Let me begin by saying that I don’t know if the proposal made by Russia to have international monitors take over Syria’s chemical weapons is serious, but if it is, it can only be a good thing. I welcome it (as has, apparently, Syria — a tacit first public admission that they have the weapons), and am pleasantly surprised that Vladimir Putin and the Russian government are rising to the occasion. A Russia working together with the U.S. through the UN to make the world a safer place— well, that’s kind of the whole point of the UN. I earlier compared Russia to the Tea Party for its obstructionism and refusal to solve problems. But if Putin is ready to play ball, I say great, and it seems Obama's threats of strikes against Syria already seem to be leading to positive change.

We know that Obama and Putin discussed such an idea at the G20 summit. Maybe this is part of a plan between Russia and the U.S., and maybe it isn’t. Secretary Kerry had an apparent “gaffe” in which he offered Syrian President Bahsar al-Assad a way to avoid strikes if he gave up his chemical weapons. Such off-the-cuff remarks are hardly uncommon in the history of international relations for being catalysts to something unplanned.  Then again, diplomatic stagecraft and theater is also hardly new, and Kerry’s statement may have been part of some sort of coordinated effort. I honestly don’t know, and neither does the commentariat. 

Whether Kerry's comment was planned or unplanned matters far less than the fact that the Russian proposal it helped lead to might yield something very significant. And this is remarkable. While I do think that Obama personally has done a terrible job in general of explaining why strikes are one of the least bad options (with the exception of his Rose Garden speech), and seems to have confused much of the public, I still think he is right in trying to intervene in this awful conflict. Many on the right are often too eager to use force, while the far left fails to see that the actual threat of force can accomplish much, and that sometimes, in our imperfect world, force is necessary. In this case, Russia realized that it could, again, be irrelevant, simply delaying and adding a layer of difficulty to U.S. action. But it also realized it could be part of the solution. It is possible that Putin was skeptical of U.S. claims at one point, and that Russian intelligence confirmed, quietly, that indeed Assad’s regime did use chemical weapons on its own people. Maybe Putin's heart was moved. Maybe he wanted to look strong. I don’t pretend to know Putin’s motives — I only care if his proposal is serious.
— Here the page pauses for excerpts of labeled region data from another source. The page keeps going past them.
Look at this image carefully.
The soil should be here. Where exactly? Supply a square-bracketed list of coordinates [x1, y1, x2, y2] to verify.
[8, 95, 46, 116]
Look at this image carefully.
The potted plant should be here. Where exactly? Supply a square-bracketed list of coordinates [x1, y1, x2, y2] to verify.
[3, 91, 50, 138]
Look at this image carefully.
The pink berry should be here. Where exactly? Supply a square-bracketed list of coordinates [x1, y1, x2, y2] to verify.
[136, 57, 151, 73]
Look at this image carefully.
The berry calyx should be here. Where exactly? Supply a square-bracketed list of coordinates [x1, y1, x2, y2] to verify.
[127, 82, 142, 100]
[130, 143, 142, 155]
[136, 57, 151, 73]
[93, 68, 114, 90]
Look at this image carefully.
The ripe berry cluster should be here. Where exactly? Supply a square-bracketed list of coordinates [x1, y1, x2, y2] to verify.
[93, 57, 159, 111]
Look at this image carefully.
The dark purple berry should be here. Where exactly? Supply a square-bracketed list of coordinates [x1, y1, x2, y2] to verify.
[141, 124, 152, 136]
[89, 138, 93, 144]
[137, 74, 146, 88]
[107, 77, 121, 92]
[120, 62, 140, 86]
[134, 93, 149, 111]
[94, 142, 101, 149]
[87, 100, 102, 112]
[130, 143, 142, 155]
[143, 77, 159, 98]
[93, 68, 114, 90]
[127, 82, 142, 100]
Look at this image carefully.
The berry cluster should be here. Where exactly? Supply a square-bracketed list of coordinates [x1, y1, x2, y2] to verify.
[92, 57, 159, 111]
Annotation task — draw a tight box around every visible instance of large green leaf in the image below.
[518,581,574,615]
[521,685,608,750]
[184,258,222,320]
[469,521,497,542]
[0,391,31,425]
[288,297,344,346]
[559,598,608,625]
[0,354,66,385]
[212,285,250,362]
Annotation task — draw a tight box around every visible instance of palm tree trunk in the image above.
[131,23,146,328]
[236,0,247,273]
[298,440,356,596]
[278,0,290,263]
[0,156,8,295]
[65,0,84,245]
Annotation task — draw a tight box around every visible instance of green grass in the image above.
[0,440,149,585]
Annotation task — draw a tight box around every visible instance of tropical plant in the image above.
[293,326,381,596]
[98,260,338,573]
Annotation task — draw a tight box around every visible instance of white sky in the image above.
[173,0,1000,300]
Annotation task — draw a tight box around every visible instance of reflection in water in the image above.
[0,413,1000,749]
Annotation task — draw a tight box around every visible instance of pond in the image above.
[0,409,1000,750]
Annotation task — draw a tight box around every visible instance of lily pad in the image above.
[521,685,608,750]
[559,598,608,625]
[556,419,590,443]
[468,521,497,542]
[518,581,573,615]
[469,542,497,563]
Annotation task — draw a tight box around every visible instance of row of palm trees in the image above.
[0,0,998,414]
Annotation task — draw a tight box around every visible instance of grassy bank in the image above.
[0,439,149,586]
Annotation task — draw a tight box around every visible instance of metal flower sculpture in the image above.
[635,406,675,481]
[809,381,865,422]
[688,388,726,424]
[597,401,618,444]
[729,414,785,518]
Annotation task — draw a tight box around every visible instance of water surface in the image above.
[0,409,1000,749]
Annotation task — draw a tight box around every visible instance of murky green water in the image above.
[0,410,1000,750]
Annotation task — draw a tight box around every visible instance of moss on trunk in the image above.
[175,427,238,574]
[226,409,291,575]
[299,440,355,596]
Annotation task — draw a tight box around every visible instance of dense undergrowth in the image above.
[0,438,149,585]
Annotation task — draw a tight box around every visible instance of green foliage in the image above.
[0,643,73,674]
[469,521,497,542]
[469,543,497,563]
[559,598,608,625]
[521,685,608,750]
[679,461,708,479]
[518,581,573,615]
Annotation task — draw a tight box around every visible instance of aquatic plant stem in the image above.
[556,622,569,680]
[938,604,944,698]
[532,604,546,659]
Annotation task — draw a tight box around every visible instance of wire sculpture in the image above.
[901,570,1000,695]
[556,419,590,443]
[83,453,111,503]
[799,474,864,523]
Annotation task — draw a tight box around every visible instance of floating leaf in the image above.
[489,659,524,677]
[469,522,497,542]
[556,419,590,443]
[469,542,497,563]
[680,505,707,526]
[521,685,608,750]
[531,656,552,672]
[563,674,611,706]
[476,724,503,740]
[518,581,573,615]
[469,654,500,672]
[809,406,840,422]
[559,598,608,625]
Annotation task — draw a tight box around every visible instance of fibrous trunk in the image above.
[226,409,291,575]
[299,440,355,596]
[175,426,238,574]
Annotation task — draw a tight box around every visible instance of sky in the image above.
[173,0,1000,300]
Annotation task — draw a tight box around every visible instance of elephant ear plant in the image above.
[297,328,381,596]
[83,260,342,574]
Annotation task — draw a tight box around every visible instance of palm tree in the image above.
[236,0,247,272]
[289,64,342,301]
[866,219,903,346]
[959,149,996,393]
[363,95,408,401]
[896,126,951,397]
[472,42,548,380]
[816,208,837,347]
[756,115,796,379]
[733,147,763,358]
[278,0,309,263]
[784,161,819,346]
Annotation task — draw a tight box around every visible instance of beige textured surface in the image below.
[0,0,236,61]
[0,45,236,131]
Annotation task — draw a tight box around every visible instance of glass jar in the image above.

If the UN Security Council, with Russian support, sends in teams to collect and destroy all or most of Syria’s chemical weapons stockpiles soon, this will be great for the international order. Assad, his military, and his regime should still be punished, possibly with military force, for how he has brutalized and murdered his own civilians en masse, and especially if he continues to do so. But having UN inspectors in Syria will likely bring down the level of fighting, stop some of the killing in Syria, slow the flow of refugees, and perhaps let in some much-needed aid. While Russia’s proposal is considered, these trends are likely to continue. And if Assad doesn’t cooperate, there will be much more of a consensus for action.

Already, Assad has been moving his heavy weapons and many of his troops into hiding in anticipation of a U.S. strike, which means they are not currently being used to kill his own people. And Russia is now (apparently) working with the international community to make a positive difference. Already, Obama’s threat of the use of force has yielded positive results and saved lives. One of the lessons of Kosovo is that group troop deployments can have a deterring effect even without combat. It is unfortunate that Bush didn’t use the threat of force to get Saddam Hussein to comply with U.S. demands in 2003, and instead opted for invasion. The buildup seemed to convince Hussein that Bush was not bluffing, and nearly a year later, former UN chief weapons inspector Hans Blix said that the 12,000-page document submitted by Iraq to the UN on December 7, 2002, claiming Saddam had no WMDs, may have actually been true. Here, just the threat of limited strikes seems to have propelled Russia, and maybe even Syria, to positive action. We might not like it, but Obama is not Pope Francis, and this is the way the world works.